Science Fair Project Encyclopedia
Historically, Dzungaria was a Mongolian kingdom of Central Asia. It derived its name from the Jüün Ghar (or Dzungar, Dsongar), who were so called because they formed the left wing (dson, left; gar, hand) of the Mongolian army. It was raised to its highest pitch by Kaldan or Bushtu Khan in the latter half of the 17th century, but completely destroyed by Chinese invasion about 1757-1759. It has played an important part in the history of Mongolia and the great migrations of Mongolian stems westward.

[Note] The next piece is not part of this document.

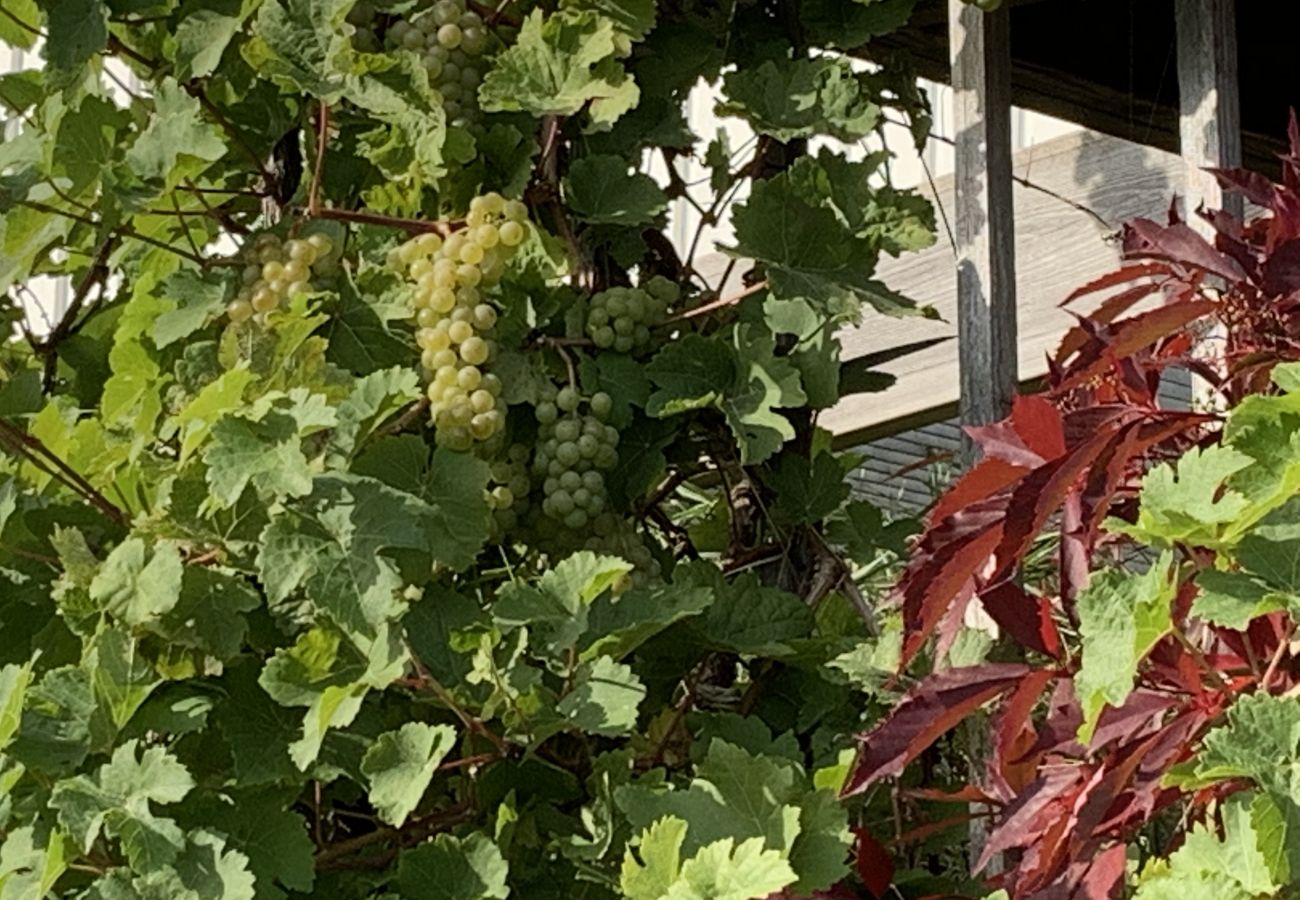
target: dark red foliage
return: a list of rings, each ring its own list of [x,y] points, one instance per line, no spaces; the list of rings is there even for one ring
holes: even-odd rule
[[[1001,855],[1005,869],[989,883],[1014,900],[1117,896],[1125,842],[1171,804],[1205,802],[1165,787],[1164,776],[1235,696],[1258,686],[1260,661],[1290,660],[1283,614],[1245,632],[1188,626],[1195,592],[1188,585],[1174,604],[1176,633],[1149,654],[1132,694],[1103,712],[1088,747],[1076,739],[1077,660],[1063,650],[1062,634],[1077,624],[1074,604],[1088,572],[1120,542],[1102,522],[1133,514],[1140,479],[1154,464],[1217,440],[1217,415],[1158,406],[1162,374],[1189,369],[1230,406],[1270,390],[1276,363],[1300,359],[1294,120],[1291,134],[1282,183],[1214,173],[1263,207],[1260,218],[1201,212],[1212,240],[1172,213],[1167,224],[1139,219],[1125,228],[1123,267],[1064,301],[1093,299],[1097,309],[1049,360],[1046,392],[1018,399],[1002,422],[969,430],[982,459],[935,504],[897,587],[904,667],[930,638],[950,639],[970,603],[981,604],[1029,662],[923,678],[860,736],[845,793],[899,775],[945,732],[999,701],[984,777],[965,793],[997,808],[977,868]],[[1214,357],[1198,353],[1196,342],[1198,329],[1211,325],[1223,335]],[[1054,577],[1029,589],[1022,564],[1047,529],[1060,538]],[[1213,559],[1203,549],[1188,554],[1201,565]],[[1273,690],[1290,686],[1291,665],[1268,668]]]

Its widest limit included Kashgar, Yarkand, Khotan, the whole region of the Tian Shan, and in short the greater proportion of that part of Central Asia which extends from 35 to 50 N. and from 72 to 97 E.
As a political or geographical term Dzungaria has practically disappeared from the map; but the range of mountains stretching north-east along the southern frontier of the Land of the Seven Streams , as the district to the south-east of the Balkhash Lake is called, preserves the name of Dzungarian Range.
The Dzungarian Alatau is a mountain chain that lies on the boundary of Xinjiang and Kazakhstan. At the eastern end of the chain, on the Kazakhstan-Chinese border, lies the Dzungarian Gate, a pass which for centuries was used as an invasion route by conquerors from Central Asia.
Dzungaria is a largely steppe and semidesert basin surrounded by high mountains: the Tian Shan in the south and the Altai in the north.